Production is first-ever collaboration between Augsburg, University of Minnesota

A ground-breaking production of Henrik Ibsen’s “Peer Gynt” will take theater goers on a fantastic voyage that includes oversized birds and trolls, original music and simultaneous scenes, all while attendees and performers travel a quarter-mile portion of the University of Minnesota Landscape Arboretum.

The play, a 1.5-hour production condensed from Robert Bly’s 3-hour script of 2008, represents a first-time collaboration between theater departments at Augsburg and the University of Minnesota. It’s also probably a first for site-specific theater of this scale for theatergoers in the Twin Cities. “Peer Gynt” will be performed seven times from April 10-13.

Collaboration at work

“We created an accessible, site-specific production that is rich for the actors and the audience,” said Darcey Engen, associate professor and chair of Augsburg’s Theater Arts. “This adaptation demanded new partnerships between schools and with many theater artists – puppeteers, movement specialists, musicians, fight choreographers. It means audience members will be pummeled with sensory stimuli.”

Engen said the production is complex partly due to the many logistics, some that can be planned for and others that cannot. The student cast is nearly 40 people from two institutions. Original music was developed. Set pieces had to be built with consideration of the changes that occur throughout the arboretum. Then there’s the weather.

“It might be sunny or raining or breezy,” Engen said. “But as performers, that’s part of the challenge of site-specific theater. For attendees, it’s the chance to see what is – because of the variables – a once-in-a-lifetime performance and to leave having been an active traveller with the actors in the play.”

But all this makes a production such as this particularly rewarding for students.

“Students at Augsburg and the University of Minnesota are hip deep in creating this play. They are building hands-on experience in creative problem-solving with some of the Twin Cities’ finest in theater and are gaining exposure to our master puppeteers, musicians, movement professionals,” Engen said. “It’s a chance for students to explore the many ways to work in theater and to challenge them to meld these disciplines into a story that will rivet the audience.”

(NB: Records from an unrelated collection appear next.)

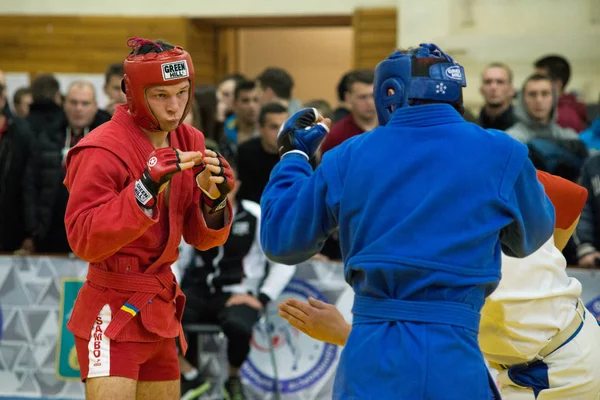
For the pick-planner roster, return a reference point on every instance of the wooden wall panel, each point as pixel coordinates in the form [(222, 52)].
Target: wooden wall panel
[(374, 35), (38, 44), (202, 46)]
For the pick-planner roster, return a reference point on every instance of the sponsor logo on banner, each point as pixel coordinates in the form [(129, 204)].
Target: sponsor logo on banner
[(67, 365), (279, 351)]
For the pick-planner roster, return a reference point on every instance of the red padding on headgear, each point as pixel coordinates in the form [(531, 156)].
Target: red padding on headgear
[(144, 70)]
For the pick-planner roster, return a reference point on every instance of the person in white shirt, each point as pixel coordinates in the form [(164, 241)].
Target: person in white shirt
[(534, 330), (230, 286)]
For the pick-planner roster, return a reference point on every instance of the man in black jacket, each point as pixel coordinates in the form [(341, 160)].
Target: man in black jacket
[(45, 196), (15, 150), (47, 102)]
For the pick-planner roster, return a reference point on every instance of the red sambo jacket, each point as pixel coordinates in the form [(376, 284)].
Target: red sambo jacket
[(130, 254)]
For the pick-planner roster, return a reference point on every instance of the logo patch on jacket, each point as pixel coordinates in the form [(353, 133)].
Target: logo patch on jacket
[(240, 228), (175, 70)]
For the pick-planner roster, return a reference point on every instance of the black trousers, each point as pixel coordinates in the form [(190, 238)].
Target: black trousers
[(237, 322)]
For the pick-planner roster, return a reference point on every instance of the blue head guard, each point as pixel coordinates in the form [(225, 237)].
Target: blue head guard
[(425, 73)]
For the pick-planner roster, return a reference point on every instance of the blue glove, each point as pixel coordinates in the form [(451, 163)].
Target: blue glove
[(301, 133)]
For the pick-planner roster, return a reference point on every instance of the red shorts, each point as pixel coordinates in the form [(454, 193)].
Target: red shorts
[(142, 361)]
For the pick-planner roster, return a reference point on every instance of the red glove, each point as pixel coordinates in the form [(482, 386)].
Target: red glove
[(162, 165), (219, 202)]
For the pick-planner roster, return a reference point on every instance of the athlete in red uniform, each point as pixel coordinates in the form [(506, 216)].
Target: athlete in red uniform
[(137, 184)]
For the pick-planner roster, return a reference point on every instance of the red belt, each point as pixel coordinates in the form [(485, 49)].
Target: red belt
[(146, 287)]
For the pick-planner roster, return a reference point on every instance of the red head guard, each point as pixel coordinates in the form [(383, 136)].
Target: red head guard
[(144, 70)]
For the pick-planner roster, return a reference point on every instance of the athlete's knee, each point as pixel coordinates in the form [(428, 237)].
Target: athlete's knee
[(110, 387)]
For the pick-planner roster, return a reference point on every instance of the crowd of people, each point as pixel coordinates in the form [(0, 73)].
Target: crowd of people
[(240, 118)]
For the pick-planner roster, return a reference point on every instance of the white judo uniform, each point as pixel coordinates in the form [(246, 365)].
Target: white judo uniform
[(537, 333)]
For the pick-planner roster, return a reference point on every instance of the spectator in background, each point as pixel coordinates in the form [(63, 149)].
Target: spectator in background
[(362, 118), (46, 108), (591, 136), (225, 95), (242, 126), (45, 196), (587, 233), (15, 151), (536, 112), (555, 149), (275, 85), (258, 156), (571, 113), (22, 100), (322, 107), (498, 93), (112, 86), (343, 108), (230, 285), (6, 109)]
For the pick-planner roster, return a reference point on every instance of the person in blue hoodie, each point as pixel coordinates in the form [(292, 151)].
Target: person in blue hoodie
[(591, 137), (425, 205)]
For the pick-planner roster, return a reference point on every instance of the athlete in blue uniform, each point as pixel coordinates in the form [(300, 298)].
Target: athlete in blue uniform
[(424, 204)]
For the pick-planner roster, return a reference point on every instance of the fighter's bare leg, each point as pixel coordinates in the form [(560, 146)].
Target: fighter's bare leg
[(110, 387), (159, 390)]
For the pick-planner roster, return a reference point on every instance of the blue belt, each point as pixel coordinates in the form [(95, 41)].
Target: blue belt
[(372, 309)]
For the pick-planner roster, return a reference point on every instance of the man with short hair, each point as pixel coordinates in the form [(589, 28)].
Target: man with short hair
[(22, 100), (498, 93), (362, 118), (241, 126), (112, 86), (275, 85), (258, 156), (15, 152), (571, 113), (45, 196), (46, 108), (536, 113)]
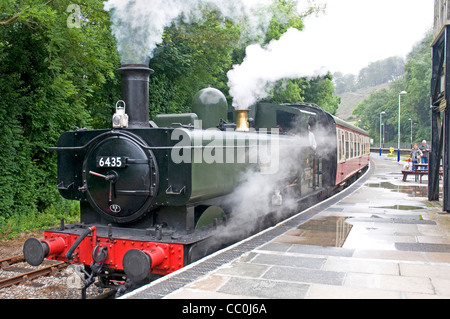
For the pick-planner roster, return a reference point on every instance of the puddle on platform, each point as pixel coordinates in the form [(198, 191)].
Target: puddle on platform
[(329, 231), (412, 191), (400, 207)]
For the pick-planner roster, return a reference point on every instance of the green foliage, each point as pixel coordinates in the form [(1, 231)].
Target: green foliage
[(48, 75), (54, 76), (375, 73), (318, 90), (414, 105)]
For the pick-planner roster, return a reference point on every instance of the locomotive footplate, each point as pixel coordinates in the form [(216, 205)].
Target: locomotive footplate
[(136, 252)]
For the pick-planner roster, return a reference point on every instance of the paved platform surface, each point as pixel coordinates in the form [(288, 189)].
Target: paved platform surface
[(380, 239)]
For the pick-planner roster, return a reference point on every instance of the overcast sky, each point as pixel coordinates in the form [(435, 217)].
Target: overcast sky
[(354, 33)]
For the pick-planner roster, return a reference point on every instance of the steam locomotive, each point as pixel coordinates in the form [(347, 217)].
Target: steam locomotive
[(153, 194)]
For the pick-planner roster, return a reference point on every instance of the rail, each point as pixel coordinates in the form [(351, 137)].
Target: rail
[(30, 275)]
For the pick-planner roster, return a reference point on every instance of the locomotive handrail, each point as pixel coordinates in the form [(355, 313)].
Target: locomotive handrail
[(151, 148)]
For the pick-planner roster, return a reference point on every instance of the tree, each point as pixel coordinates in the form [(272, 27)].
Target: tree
[(415, 105), (50, 75)]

Engen is co-directing the play with Luverne Seifert, head of the Department of Theatre Arts & Dance. Engen and Seifert three years ago established Sod House Theater, which specializes in site-specific productions in rural communities and that partner with local theaters and actors.

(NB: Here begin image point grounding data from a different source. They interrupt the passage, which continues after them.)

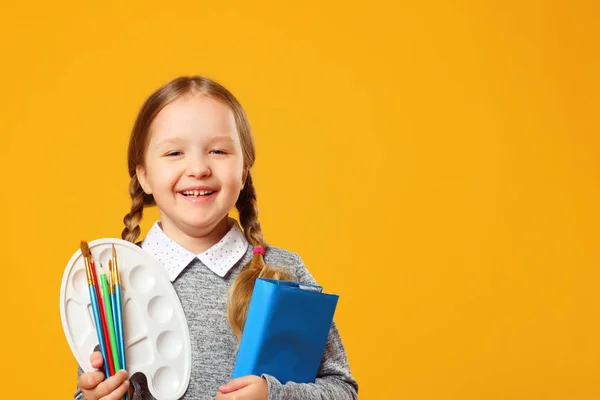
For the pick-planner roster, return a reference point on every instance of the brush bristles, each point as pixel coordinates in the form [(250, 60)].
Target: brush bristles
[(85, 248)]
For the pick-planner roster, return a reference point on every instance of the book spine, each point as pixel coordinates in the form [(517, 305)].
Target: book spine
[(257, 321)]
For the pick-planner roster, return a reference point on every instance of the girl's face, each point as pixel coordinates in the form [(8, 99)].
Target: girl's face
[(194, 166)]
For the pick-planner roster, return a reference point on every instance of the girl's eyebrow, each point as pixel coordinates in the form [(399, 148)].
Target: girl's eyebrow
[(226, 138), (168, 141)]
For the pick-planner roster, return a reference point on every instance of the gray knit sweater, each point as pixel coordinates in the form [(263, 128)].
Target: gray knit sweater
[(203, 295)]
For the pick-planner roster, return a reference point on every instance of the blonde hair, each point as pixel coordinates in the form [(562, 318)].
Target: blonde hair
[(242, 287)]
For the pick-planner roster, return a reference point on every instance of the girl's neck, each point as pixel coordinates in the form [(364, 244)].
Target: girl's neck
[(196, 241)]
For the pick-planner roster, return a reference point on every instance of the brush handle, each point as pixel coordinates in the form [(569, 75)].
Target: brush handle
[(98, 323), (110, 323), (119, 325), (118, 310), (108, 359)]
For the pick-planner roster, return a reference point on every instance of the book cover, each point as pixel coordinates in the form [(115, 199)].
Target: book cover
[(285, 331)]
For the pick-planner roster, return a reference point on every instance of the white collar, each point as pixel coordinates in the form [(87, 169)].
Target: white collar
[(219, 258)]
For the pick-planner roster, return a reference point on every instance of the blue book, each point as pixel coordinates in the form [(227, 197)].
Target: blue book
[(285, 331)]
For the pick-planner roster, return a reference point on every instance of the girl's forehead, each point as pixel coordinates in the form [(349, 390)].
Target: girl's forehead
[(194, 115)]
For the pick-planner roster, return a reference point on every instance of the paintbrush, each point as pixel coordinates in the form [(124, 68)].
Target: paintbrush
[(94, 298), (117, 309), (107, 297)]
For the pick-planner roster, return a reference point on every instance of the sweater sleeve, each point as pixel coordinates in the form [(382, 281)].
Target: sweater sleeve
[(334, 380)]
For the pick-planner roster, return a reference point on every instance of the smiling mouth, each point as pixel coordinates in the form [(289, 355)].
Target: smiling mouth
[(197, 193)]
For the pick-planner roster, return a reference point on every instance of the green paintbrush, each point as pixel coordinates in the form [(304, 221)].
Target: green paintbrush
[(109, 318)]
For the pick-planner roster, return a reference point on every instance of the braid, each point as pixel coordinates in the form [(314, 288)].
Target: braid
[(133, 218), (248, 211), (243, 286)]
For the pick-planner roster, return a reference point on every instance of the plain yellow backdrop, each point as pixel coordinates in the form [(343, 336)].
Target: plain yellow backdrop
[(434, 163)]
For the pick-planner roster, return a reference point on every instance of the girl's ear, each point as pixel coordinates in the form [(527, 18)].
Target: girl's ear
[(244, 176), (140, 172)]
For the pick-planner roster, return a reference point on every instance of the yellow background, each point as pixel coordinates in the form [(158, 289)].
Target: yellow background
[(434, 163)]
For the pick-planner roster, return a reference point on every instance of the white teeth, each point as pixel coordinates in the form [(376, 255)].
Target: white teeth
[(197, 193)]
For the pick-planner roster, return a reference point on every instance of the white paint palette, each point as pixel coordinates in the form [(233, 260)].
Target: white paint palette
[(157, 338)]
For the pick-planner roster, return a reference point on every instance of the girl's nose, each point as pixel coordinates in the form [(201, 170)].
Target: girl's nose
[(198, 167)]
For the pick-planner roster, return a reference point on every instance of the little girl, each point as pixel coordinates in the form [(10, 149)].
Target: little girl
[(191, 152)]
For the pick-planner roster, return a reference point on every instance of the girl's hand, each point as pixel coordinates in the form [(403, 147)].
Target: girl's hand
[(249, 387), (94, 387)]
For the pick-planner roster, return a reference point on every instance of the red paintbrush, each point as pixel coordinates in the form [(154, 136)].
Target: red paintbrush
[(111, 365)]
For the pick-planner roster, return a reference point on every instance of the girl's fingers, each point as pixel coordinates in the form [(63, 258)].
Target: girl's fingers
[(118, 393), (90, 380), (109, 386)]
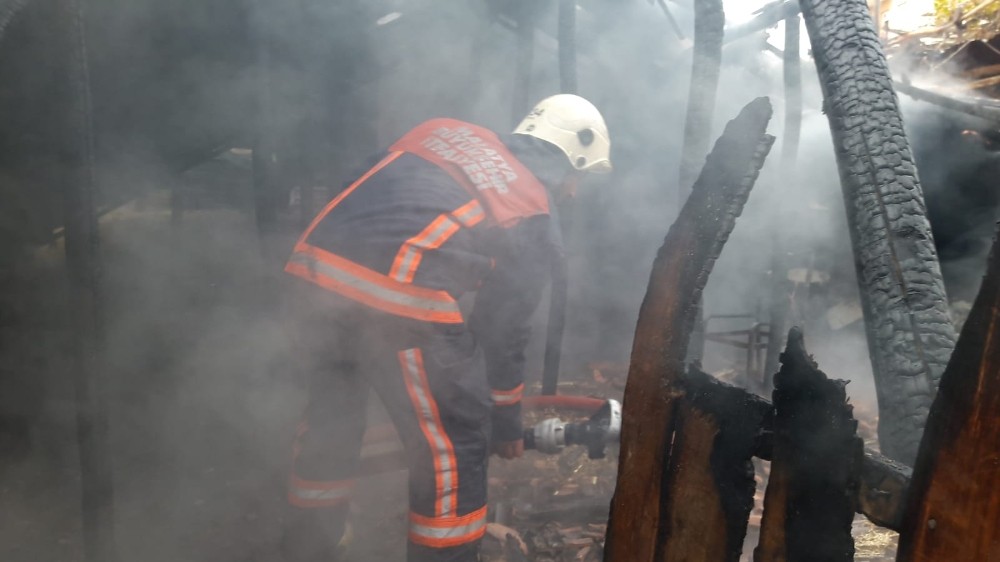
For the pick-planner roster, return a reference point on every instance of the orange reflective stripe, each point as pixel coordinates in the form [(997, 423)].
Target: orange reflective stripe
[(372, 288), (442, 451), (507, 397), (311, 493), (336, 200), (404, 267), (441, 532)]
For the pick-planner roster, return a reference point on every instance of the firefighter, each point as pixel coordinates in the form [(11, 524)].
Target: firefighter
[(449, 209)]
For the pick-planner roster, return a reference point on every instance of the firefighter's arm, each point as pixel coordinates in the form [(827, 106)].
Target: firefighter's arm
[(501, 321)]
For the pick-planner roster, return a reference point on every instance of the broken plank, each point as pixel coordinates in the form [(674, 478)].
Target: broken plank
[(954, 509), (679, 274), (810, 502)]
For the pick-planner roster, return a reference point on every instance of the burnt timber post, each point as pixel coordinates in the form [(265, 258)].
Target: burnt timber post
[(641, 504), (954, 510), (815, 462), (710, 474), (706, 61), (76, 154)]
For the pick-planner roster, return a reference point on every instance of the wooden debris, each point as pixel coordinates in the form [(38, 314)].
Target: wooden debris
[(955, 496), (809, 505), (638, 520), (502, 533)]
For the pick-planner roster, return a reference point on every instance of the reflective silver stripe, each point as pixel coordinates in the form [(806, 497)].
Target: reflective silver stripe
[(341, 492), (432, 240), (448, 532), (377, 291), (439, 443), (472, 216)]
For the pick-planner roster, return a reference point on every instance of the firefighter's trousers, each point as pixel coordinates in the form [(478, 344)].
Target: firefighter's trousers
[(431, 379)]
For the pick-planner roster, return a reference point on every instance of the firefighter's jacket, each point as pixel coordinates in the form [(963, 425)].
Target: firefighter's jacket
[(447, 210)]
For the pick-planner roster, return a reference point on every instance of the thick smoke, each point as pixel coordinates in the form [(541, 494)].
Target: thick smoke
[(204, 387)]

Augsburg College is set in a vibrant neighborhood at the heart of the Twin Cities, and offers more than 50 undergraduate majors and nine graduate degrees to nearly 4,000 students of diverse backgrounds.  The theater department was named by Backstage magazine as among the top five U.S. institutions for theater majors who wish to continue their studies professionally.  Augsburg College educates students to be informed citizens, thoughtful stewards, critical thinkers, and responsible leaders.  An Augsburg education is defined by excellence in the liberal arts and professional studies, guided by the faith and values of the Lutheran church, and shaped by its urban and global settings.